Let $(G, \mathcal D)$ be a densely defined operator on $C_0$ (continuous functions vanishing at infinity on some nice topological space) whose closure $\bar G$ generates a Feller semigroup and let $X$ be a Markov process corresponding to it.

Assume that $\mathcal D\subset C_K$ (continuous functions with compact support), that $G(\mathcal D)\subset C_K$ and that $G$ is symmetric with respect to a Radon measure $m$(Edit: with full support, but not necessarily finite), i.e.

$\int Gf\ g \ dm = \int f \ Gg\ dm$ for every $f,g\in \mathcal D$.

I guess that the Dirichlet form $\mathcal E$ of $X$ (defined as in the book of Fukushima/Oshima/Takeda by using the transition kernel, see (1.4.13) on p.30 in the last edition) is given by the closure of

$\mathcal D\ni f,g \mapsto \int Gf\ g dm$.

In other terms the Friedrichs extension of $G$ in $L^2(dm)$ should be the generator of the $L^2$ semigroup induced by $X$. (Edit: by $L^2$ semigroup induced by $X$ I mean the semigroup corresponding to the Dirichlet form $\mathcal E$ )

Is this true? I didn't find a reference nor a simple argument for showing this.

Or is it possible that a selfadjoint extension other than the Friedrichs one generates the $L^2$ semigroup induced by $X$?

Edit: From the answer of Byron Schmuland it is clear to me that the guess is true if the state space is compact. Observe that in this case $G$ is essentially selfadjoint in $L^2$, so the Friedrichs extension is just the closure of $G$ and there are no other selfadjoint extensions. I'm still confused about the case of noncompact state space. I would also appreciate partial answers which work for some concrete example of $G$ (say elliptic partial differential operators, or discrete operators).

Answer by Byron Schmuland for Symmetric Feller processes and Dirichlet Forms

2012-02-03T19:24:51Z

I've decided to post an incomplete preliminary answer.
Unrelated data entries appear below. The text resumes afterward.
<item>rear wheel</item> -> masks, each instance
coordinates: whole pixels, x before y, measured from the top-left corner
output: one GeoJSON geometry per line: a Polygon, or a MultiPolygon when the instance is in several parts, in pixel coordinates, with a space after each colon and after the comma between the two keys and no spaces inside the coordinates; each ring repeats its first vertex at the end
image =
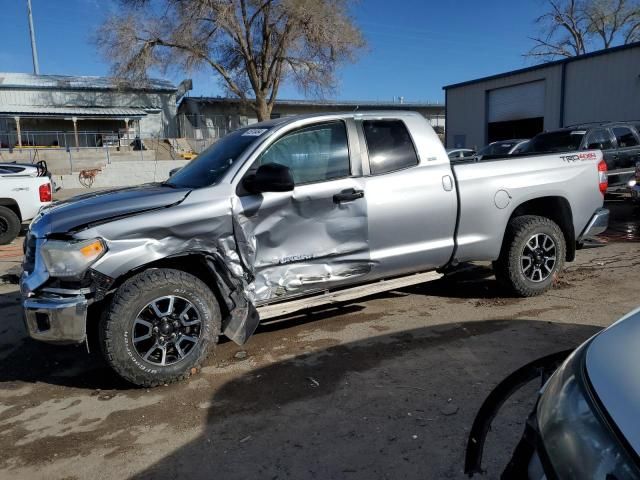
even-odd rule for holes
{"type": "Polygon", "coordinates": [[[496,279],[516,295],[540,295],[562,270],[566,251],[564,235],[555,222],[536,215],[516,217],[494,263],[496,279]]]}
{"type": "Polygon", "coordinates": [[[20,233],[20,219],[7,207],[0,207],[0,245],[7,245],[20,233]]]}
{"type": "Polygon", "coordinates": [[[172,269],[148,270],[125,282],[100,325],[107,362],[143,387],[189,377],[219,334],[213,292],[197,277],[172,269]]]}

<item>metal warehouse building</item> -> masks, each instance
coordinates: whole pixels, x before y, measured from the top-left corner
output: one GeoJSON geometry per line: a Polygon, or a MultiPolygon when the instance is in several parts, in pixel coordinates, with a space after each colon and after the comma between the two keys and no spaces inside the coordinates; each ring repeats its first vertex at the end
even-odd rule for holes
{"type": "Polygon", "coordinates": [[[446,145],[640,119],[640,42],[444,87],[446,145]]]}
{"type": "Polygon", "coordinates": [[[136,87],[104,77],[0,73],[0,144],[95,147],[123,136],[175,137],[179,88],[162,80],[136,87]]]}

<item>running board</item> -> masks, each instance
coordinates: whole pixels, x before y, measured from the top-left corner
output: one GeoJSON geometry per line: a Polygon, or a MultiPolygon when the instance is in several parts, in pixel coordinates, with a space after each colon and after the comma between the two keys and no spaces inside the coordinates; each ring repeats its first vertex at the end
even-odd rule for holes
{"type": "Polygon", "coordinates": [[[390,280],[380,280],[379,282],[358,285],[357,287],[345,288],[343,290],[325,291],[319,295],[312,297],[299,298],[288,302],[263,305],[258,307],[260,320],[280,317],[290,313],[298,312],[312,307],[320,307],[323,305],[331,305],[334,303],[347,302],[376,293],[397,290],[398,288],[409,287],[419,283],[430,282],[442,278],[441,273],[426,272],[407,275],[404,277],[392,278],[390,280]]]}

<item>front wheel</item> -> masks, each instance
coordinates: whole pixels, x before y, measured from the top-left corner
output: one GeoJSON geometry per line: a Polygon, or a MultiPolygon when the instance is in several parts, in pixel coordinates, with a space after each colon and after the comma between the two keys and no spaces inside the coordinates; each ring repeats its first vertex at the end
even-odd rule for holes
{"type": "Polygon", "coordinates": [[[518,296],[540,295],[553,285],[566,252],[564,235],[555,222],[536,215],[516,217],[494,263],[496,279],[518,296]]]}
{"type": "Polygon", "coordinates": [[[115,293],[100,324],[109,365],[124,379],[154,387],[185,379],[200,367],[220,335],[215,295],[180,270],[147,270],[115,293]]]}

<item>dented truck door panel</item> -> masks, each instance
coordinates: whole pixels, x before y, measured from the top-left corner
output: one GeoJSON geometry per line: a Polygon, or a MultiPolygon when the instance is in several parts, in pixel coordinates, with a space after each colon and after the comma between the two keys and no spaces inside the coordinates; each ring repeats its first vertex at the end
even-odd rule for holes
{"type": "Polygon", "coordinates": [[[372,276],[436,269],[453,253],[454,175],[444,149],[433,148],[440,140],[426,123],[422,117],[392,116],[362,116],[357,122],[372,276]]]}
{"type": "Polygon", "coordinates": [[[348,284],[371,270],[363,180],[351,161],[359,152],[350,150],[346,122],[307,125],[276,139],[245,174],[279,163],[295,183],[290,192],[232,201],[255,303],[348,284]]]}

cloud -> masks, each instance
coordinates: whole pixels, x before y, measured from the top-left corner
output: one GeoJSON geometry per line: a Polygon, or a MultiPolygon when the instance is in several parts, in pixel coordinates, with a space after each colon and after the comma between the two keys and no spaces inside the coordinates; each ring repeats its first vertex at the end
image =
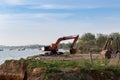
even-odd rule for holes
{"type": "Polygon", "coordinates": [[[5,2],[7,4],[11,4],[11,5],[19,5],[19,4],[21,4],[20,0],[5,0],[5,2]]]}
{"type": "Polygon", "coordinates": [[[75,6],[70,5],[56,5],[56,4],[43,4],[43,5],[35,5],[30,6],[30,9],[72,9],[76,8],[75,6]]]}
{"type": "Polygon", "coordinates": [[[86,19],[71,21],[61,19],[70,16],[72,14],[69,13],[0,14],[0,36],[2,37],[0,42],[3,45],[48,44],[55,42],[58,36],[81,35],[86,32],[119,32],[119,17],[101,17],[94,20],[88,17],[87,21],[86,19]],[[49,41],[46,42],[45,40],[48,39],[49,41]]]}
{"type": "Polygon", "coordinates": [[[0,0],[4,6],[21,5],[29,9],[94,9],[120,7],[119,0],[0,0]]]}
{"type": "Polygon", "coordinates": [[[21,5],[23,4],[20,0],[2,0],[1,5],[21,5]]]}
{"type": "Polygon", "coordinates": [[[63,21],[65,18],[72,15],[73,14],[70,13],[0,14],[0,25],[6,25],[6,23],[21,23],[24,25],[24,23],[63,21]]]}
{"type": "Polygon", "coordinates": [[[29,23],[29,22],[63,22],[63,21],[80,21],[80,22],[119,22],[120,16],[80,16],[73,13],[17,13],[17,14],[0,14],[0,23],[29,23]]]}
{"type": "Polygon", "coordinates": [[[43,4],[29,6],[29,9],[94,9],[100,6],[93,5],[60,5],[60,4],[43,4]]]}

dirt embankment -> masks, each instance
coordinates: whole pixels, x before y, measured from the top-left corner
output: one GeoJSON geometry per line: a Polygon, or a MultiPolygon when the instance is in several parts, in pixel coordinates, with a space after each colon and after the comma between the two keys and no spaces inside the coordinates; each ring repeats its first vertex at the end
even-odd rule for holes
{"type": "Polygon", "coordinates": [[[27,60],[9,60],[0,66],[0,80],[120,80],[120,71],[97,71],[61,68],[49,72],[42,67],[30,68],[27,60]]]}
{"type": "Polygon", "coordinates": [[[5,61],[0,66],[0,80],[27,80],[27,65],[24,60],[5,61]]]}

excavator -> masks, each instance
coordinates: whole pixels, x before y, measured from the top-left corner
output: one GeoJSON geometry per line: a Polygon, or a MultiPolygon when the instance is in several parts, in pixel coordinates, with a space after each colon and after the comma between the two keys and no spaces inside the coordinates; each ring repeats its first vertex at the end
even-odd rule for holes
{"type": "Polygon", "coordinates": [[[116,36],[109,36],[107,38],[107,41],[105,42],[105,45],[102,48],[102,51],[100,52],[100,55],[104,59],[110,59],[113,57],[116,57],[117,53],[120,52],[120,43],[119,39],[116,36]],[[115,42],[116,49],[112,48],[112,43],[115,42]]]}
{"type": "Polygon", "coordinates": [[[52,43],[49,46],[44,46],[41,48],[41,50],[49,51],[49,53],[47,53],[47,54],[50,54],[50,55],[63,54],[62,52],[58,52],[59,43],[64,40],[74,39],[71,44],[71,47],[70,47],[70,54],[75,54],[76,53],[75,44],[76,44],[78,38],[79,38],[79,35],[60,37],[57,39],[57,41],[55,43],[52,43]]]}

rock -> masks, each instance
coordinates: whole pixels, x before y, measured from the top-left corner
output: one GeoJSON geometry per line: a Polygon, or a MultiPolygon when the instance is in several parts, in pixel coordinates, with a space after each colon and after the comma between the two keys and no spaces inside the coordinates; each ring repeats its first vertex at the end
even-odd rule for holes
{"type": "Polygon", "coordinates": [[[41,72],[43,72],[42,68],[34,68],[32,74],[39,74],[41,72]]]}

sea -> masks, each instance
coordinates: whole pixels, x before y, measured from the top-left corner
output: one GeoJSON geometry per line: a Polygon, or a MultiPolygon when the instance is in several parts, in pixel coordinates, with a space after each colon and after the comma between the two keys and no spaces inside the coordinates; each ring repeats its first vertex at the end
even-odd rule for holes
{"type": "MultiPolygon", "coordinates": [[[[68,52],[69,50],[59,49],[59,52],[68,52]]],[[[26,59],[29,56],[44,54],[45,52],[40,49],[4,49],[0,50],[0,65],[5,62],[5,60],[19,60],[21,58],[26,59]]]]}
{"type": "Polygon", "coordinates": [[[26,59],[28,56],[34,56],[44,54],[39,49],[25,49],[25,50],[10,50],[10,49],[4,49],[0,51],[0,64],[4,63],[5,60],[19,60],[21,58],[26,59]]]}

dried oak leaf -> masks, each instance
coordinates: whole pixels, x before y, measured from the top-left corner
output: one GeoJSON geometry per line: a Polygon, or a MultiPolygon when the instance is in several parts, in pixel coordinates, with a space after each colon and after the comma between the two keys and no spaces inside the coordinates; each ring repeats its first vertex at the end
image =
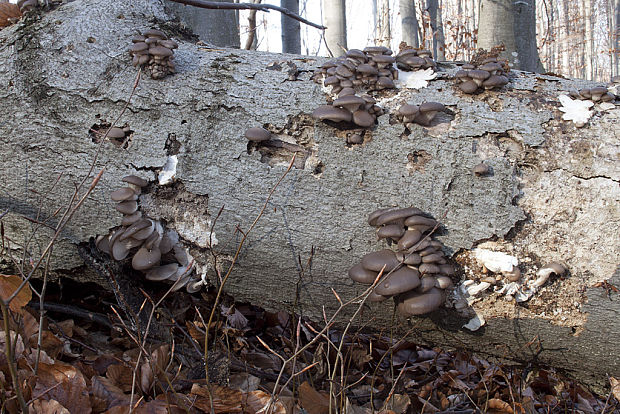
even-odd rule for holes
{"type": "MultiPolygon", "coordinates": [[[[0,5],[2,4],[5,3],[0,3],[0,5]]],[[[32,414],[71,414],[56,400],[34,400],[28,407],[28,411],[32,414]]]]}
{"type": "Polygon", "coordinates": [[[105,376],[124,392],[131,391],[133,370],[128,366],[123,364],[112,364],[106,370],[105,376]]]}
{"type": "Polygon", "coordinates": [[[299,387],[299,404],[310,414],[329,413],[329,398],[312,388],[308,381],[299,387]]]}
{"type": "Polygon", "coordinates": [[[140,366],[140,388],[145,394],[153,388],[155,378],[166,375],[168,362],[170,362],[170,346],[162,345],[140,366]]]}
{"type": "MultiPolygon", "coordinates": [[[[0,3],[0,5],[1,4],[7,3],[0,3]]],[[[11,295],[13,295],[21,284],[22,278],[19,276],[0,274],[0,298],[2,300],[7,300],[11,297],[11,295]]],[[[9,303],[9,308],[13,312],[19,312],[21,308],[30,302],[30,299],[32,299],[32,291],[30,290],[30,285],[26,283],[19,293],[11,300],[11,303],[9,303]]]]}
{"type": "Polygon", "coordinates": [[[22,17],[22,12],[17,4],[0,3],[0,28],[12,25],[20,17],[22,17]]]}
{"type": "Polygon", "coordinates": [[[583,127],[594,114],[590,108],[594,106],[592,101],[582,101],[580,99],[571,99],[568,95],[558,96],[562,106],[560,111],[564,112],[562,119],[565,121],[573,121],[577,128],[583,127]]]}
{"type": "Polygon", "coordinates": [[[198,384],[192,385],[191,394],[197,395],[198,399],[194,402],[194,407],[206,413],[211,412],[211,398],[213,398],[213,409],[215,413],[242,413],[243,393],[219,385],[210,386],[211,395],[207,387],[198,384]]]}
{"type": "Polygon", "coordinates": [[[86,380],[75,367],[56,361],[39,364],[33,395],[56,400],[70,413],[90,414],[90,398],[86,380]]]}
{"type": "Polygon", "coordinates": [[[129,395],[123,393],[112,381],[105,377],[94,376],[91,378],[91,391],[93,396],[104,400],[108,409],[117,405],[129,404],[129,395]]]}
{"type": "Polygon", "coordinates": [[[609,377],[609,384],[611,385],[611,393],[616,397],[616,401],[620,401],[620,380],[609,377]]]}
{"type": "Polygon", "coordinates": [[[493,412],[496,414],[504,414],[504,413],[513,414],[514,413],[510,404],[508,404],[506,401],[500,400],[499,398],[491,398],[487,402],[487,407],[489,409],[489,412],[493,412]]]}

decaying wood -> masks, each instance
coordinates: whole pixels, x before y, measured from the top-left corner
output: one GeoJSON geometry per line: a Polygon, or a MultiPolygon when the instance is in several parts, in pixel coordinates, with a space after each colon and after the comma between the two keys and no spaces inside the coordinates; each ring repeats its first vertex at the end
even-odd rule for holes
{"type": "MultiPolygon", "coordinates": [[[[76,246],[118,225],[108,194],[134,173],[152,181],[141,196],[144,213],[176,229],[217,284],[210,242],[225,267],[236,230],[252,223],[292,155],[249,146],[244,131],[263,126],[308,156],[248,237],[227,286],[235,298],[320,321],[323,309],[338,306],[332,288],[343,298],[360,291],[349,267],[382,246],[367,214],[413,205],[445,214],[439,238],[465,265],[461,280],[481,276],[475,246],[517,257],[524,279],[551,261],[564,262],[569,274],[521,304],[488,291],[466,313],[449,307],[392,322],[384,302],[360,322],[399,332],[413,326],[417,340],[550,364],[595,386],[620,375],[618,295],[594,287],[620,284],[620,111],[598,113],[582,129],[562,121],[557,95],[582,86],[577,81],[515,73],[505,90],[463,96],[449,79],[456,67],[445,64],[428,88],[384,92],[380,105],[394,111],[406,101],[437,101],[448,114],[412,130],[384,115],[364,144],[349,147],[347,131],[309,116],[325,100],[309,80],[320,59],[192,44],[154,0],[76,0],[0,32],[0,211],[10,209],[3,222],[16,253],[33,231],[23,216],[37,214],[38,194],[63,174],[42,203],[40,218],[53,223],[88,171],[97,148],[89,130],[125,105],[136,74],[126,49],[150,27],[179,42],[178,73],[141,80],[121,121],[133,131],[129,147],[104,145],[95,170],[105,165],[106,173],[55,246],[55,274],[107,283],[85,269],[76,246]],[[158,185],[171,156],[175,181],[158,185]],[[489,177],[471,171],[482,160],[489,177]],[[463,325],[474,313],[486,325],[470,332],[463,325]]],[[[47,236],[37,234],[28,245],[33,254],[47,236]]]]}

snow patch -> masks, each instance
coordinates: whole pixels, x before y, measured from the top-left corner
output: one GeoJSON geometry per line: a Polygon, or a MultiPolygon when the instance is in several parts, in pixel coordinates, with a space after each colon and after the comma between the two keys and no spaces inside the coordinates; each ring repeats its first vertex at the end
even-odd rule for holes
{"type": "Polygon", "coordinates": [[[519,260],[502,252],[476,248],[473,250],[474,257],[493,273],[512,272],[513,267],[519,265],[519,260]]]}
{"type": "Polygon", "coordinates": [[[594,115],[594,112],[590,111],[590,108],[594,106],[592,101],[573,100],[568,95],[560,95],[558,98],[562,104],[560,111],[564,112],[562,119],[573,121],[578,128],[587,124],[588,120],[594,115]]]}
{"type": "Polygon", "coordinates": [[[422,89],[428,86],[428,81],[437,77],[433,68],[416,70],[413,72],[398,71],[396,86],[409,89],[422,89]]]}

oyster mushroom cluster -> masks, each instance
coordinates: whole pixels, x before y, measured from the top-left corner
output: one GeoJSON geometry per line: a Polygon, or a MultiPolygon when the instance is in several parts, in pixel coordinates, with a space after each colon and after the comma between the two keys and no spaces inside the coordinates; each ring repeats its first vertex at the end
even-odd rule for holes
{"type": "Polygon", "coordinates": [[[312,117],[321,121],[352,122],[369,128],[383,114],[376,102],[370,95],[357,96],[353,88],[344,88],[331,105],[321,105],[312,111],[312,117]]]}
{"type": "Polygon", "coordinates": [[[149,29],[142,35],[131,39],[129,54],[134,66],[146,67],[151,78],[162,79],[175,72],[173,60],[174,49],[179,45],[168,39],[161,30],[149,29]]]}
{"type": "Polygon", "coordinates": [[[403,124],[416,123],[424,126],[430,125],[437,115],[443,111],[445,106],[439,102],[424,102],[422,105],[404,104],[396,111],[396,119],[403,124]]]}
{"type": "Polygon", "coordinates": [[[369,46],[364,50],[349,49],[343,56],[328,60],[314,73],[312,79],[331,86],[338,94],[344,88],[367,91],[395,88],[398,70],[392,51],[384,46],[369,46]]]}
{"type": "Polygon", "coordinates": [[[143,272],[148,280],[176,282],[174,290],[200,290],[202,281],[193,273],[194,258],[179,243],[178,233],[165,229],[159,220],[143,217],[138,209],[138,197],[147,181],[135,175],[123,177],[122,181],[125,187],[110,194],[123,214],[121,226],[99,236],[97,248],[117,261],[131,257],[131,267],[143,272]]]}
{"type": "Polygon", "coordinates": [[[459,89],[468,94],[474,94],[481,89],[501,88],[508,83],[507,71],[496,57],[489,56],[479,65],[466,64],[456,72],[454,77],[459,82],[459,89]]]}
{"type": "Polygon", "coordinates": [[[435,69],[437,64],[433,60],[430,50],[405,48],[396,55],[396,66],[400,70],[413,72],[429,68],[435,69]]]}
{"type": "Polygon", "coordinates": [[[571,91],[570,96],[582,101],[597,102],[612,102],[616,99],[616,95],[609,92],[604,86],[597,86],[595,88],[585,88],[579,91],[571,91]]]}
{"type": "Polygon", "coordinates": [[[410,208],[379,209],[368,217],[377,228],[377,237],[387,239],[396,249],[383,249],[364,257],[349,270],[355,282],[371,285],[383,269],[383,276],[368,300],[393,297],[404,316],[422,315],[439,308],[445,289],[452,286],[454,267],[448,264],[443,244],[432,239],[438,223],[422,210],[410,208]]]}

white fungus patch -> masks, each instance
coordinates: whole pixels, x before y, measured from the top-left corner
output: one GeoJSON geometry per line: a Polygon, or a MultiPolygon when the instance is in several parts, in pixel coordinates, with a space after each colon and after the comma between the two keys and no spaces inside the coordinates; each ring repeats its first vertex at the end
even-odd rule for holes
{"type": "Polygon", "coordinates": [[[463,328],[469,329],[470,331],[473,332],[473,331],[477,331],[482,326],[486,325],[486,323],[487,321],[484,319],[484,316],[480,315],[479,313],[476,313],[476,316],[471,318],[469,322],[463,325],[463,328]]]}
{"type": "Polygon", "coordinates": [[[581,128],[588,123],[588,120],[594,114],[590,108],[594,106],[592,101],[582,101],[580,99],[571,99],[568,95],[558,96],[562,106],[560,111],[564,112],[562,119],[565,121],[573,121],[576,127],[581,128]]]}
{"type": "Polygon", "coordinates": [[[519,265],[519,260],[506,253],[476,248],[473,250],[476,260],[493,273],[509,273],[519,265]]]}
{"type": "Polygon", "coordinates": [[[422,89],[428,86],[428,81],[437,77],[433,68],[416,70],[413,72],[398,71],[398,79],[394,82],[396,86],[409,89],[422,89]]]}
{"type": "Polygon", "coordinates": [[[211,232],[212,227],[211,219],[193,212],[183,213],[182,219],[175,222],[176,231],[184,239],[206,249],[219,243],[215,232],[211,232]]]}
{"type": "Polygon", "coordinates": [[[166,160],[164,168],[159,173],[159,185],[166,185],[172,182],[172,179],[177,174],[177,164],[179,160],[176,155],[171,155],[166,160]]]}

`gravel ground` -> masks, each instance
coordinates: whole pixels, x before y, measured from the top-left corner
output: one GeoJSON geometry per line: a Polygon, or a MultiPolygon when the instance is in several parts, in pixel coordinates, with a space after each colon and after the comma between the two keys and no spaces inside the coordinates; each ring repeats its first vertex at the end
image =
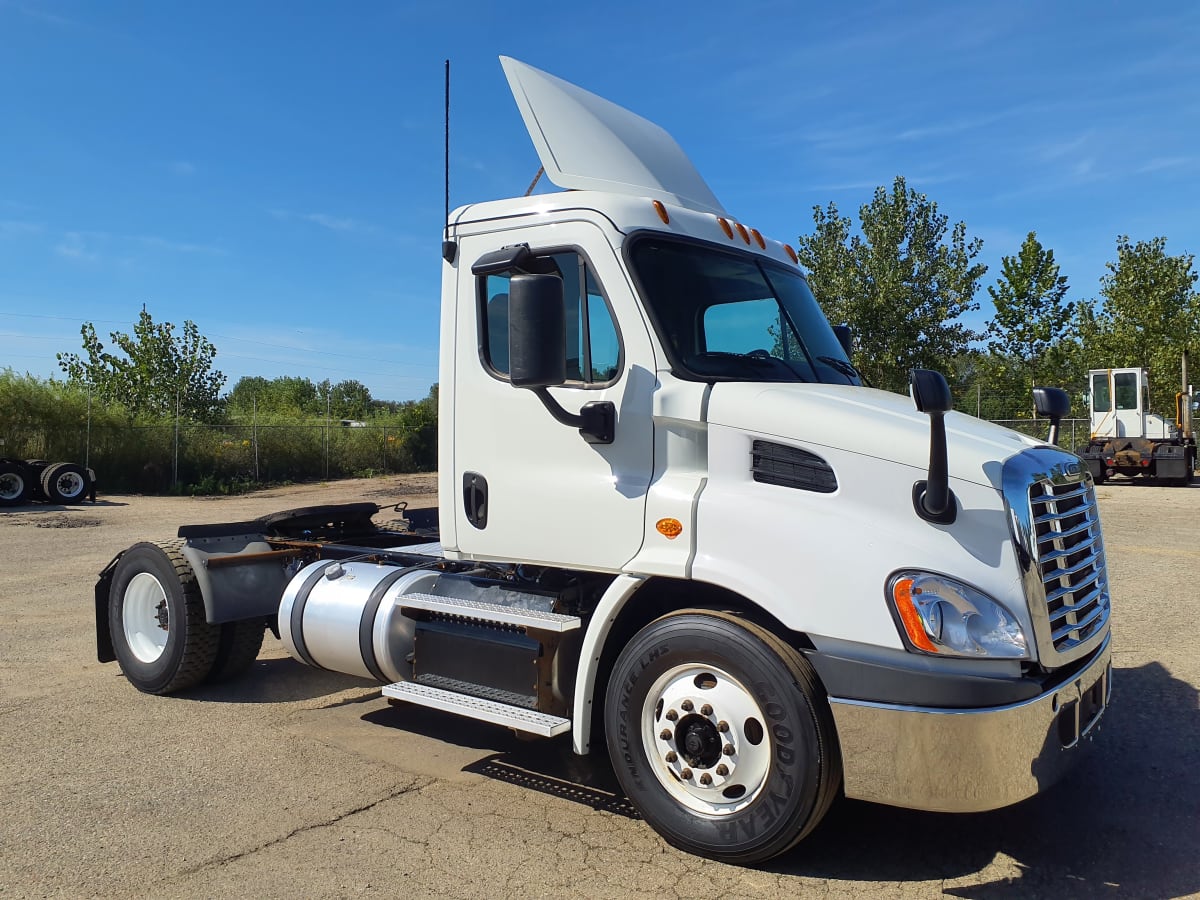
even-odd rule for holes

I ran into your problem when I was writing [1]. On page 258 you will see my resolution.

I should point out that in my case, the underlying space $X$ was compact, and that $m$ was a finite measure with full support. Thus, $C(X)$ embeds into $L^2(X;m)$ with a continuous, linear injection in the obvious way. This may not hold in the locally compact case, and I'm not sure how serious a problem that is.

Translated into your notation, and letting $\tilde G$ be the Friedrichs extension we note that $\bar G$ and $\tilde G$ agree on $\cal D$ and so the resolvent operators $\bar R_\lambda$ and $\tilde R_\lambda$ agree on $(\lambda-G)({\cal D})$. We deduce that $\bar R_\lambda= \tilde R_\lambda$ on $C(X)$ and using the Yosida approximation conclude the same about the semigroup operators $\bar T_t$ and $\tilde T_t$.

I hope this is of some help. If anything is unclear, let me know.

[1] A result on the infinitely many neutral alleles diffusion model. Journal of Applied Probability 28, 253-267 (1991).

Answer by Hans for Symmetric Feller processes and Dirichlet Forms

2012-02-08T22:01:53Z

I think that the guess is true under the general assumptions I made, by following Byron Schmuland's reasoning. Let me spell it out the way I understood it.

I denote by $T$ the $L^2(dm)$ semigroup induced by $X$, by $\bar T$ the Feller semigroup generated by the closure of $G$ in $C_0$ and by $\tilde T$ the $L^2(dm)$ semigroup generated by the Friedrichs extension of $G$.

The semigroup $T$ is characterized by

$T=\bar T$ on $L^2(dm)\cap C_0$ (I take this as definition of $T$ as in Fukushima et al.)

So it is enough to show that $\tilde T = \bar T$ on $C_K$ (which is both dense in $L^2(dm)$ and $C_0$).

By Yosida approximation it is enough to show that the corresponding resolvents satisfy for $\lambda>0$

$\tilde R_\lambda = \bar R_\lambda$ on $C_K$

By definition of resolvent $\tilde R_\lambda= \bar R_\lambda$ on $\mathcal F:=(\lambda-G)(\mathcal D)$. The $C_0$-closure of $\mathcal F$ is $C_0$ since $G$ generates, in particular it contains $C_K$. It follows that also the $L^2$ closure of $\mathcal F$ contains $C_K$, so we are done.

Observe that under the assumptions I made in the question, $G$ is automatically essentially selfadjoint, so there is no other selfadjoint extension other than the Friedrichs one. (a criterion for essential selfadjointness is that $(\lambda -G)(\mathcal D)$ is dense in $L^2$ which we have shown above). So the interesting case I was wondering about actually doesn't happen.

Let me know if there is a flaw in what I wrote.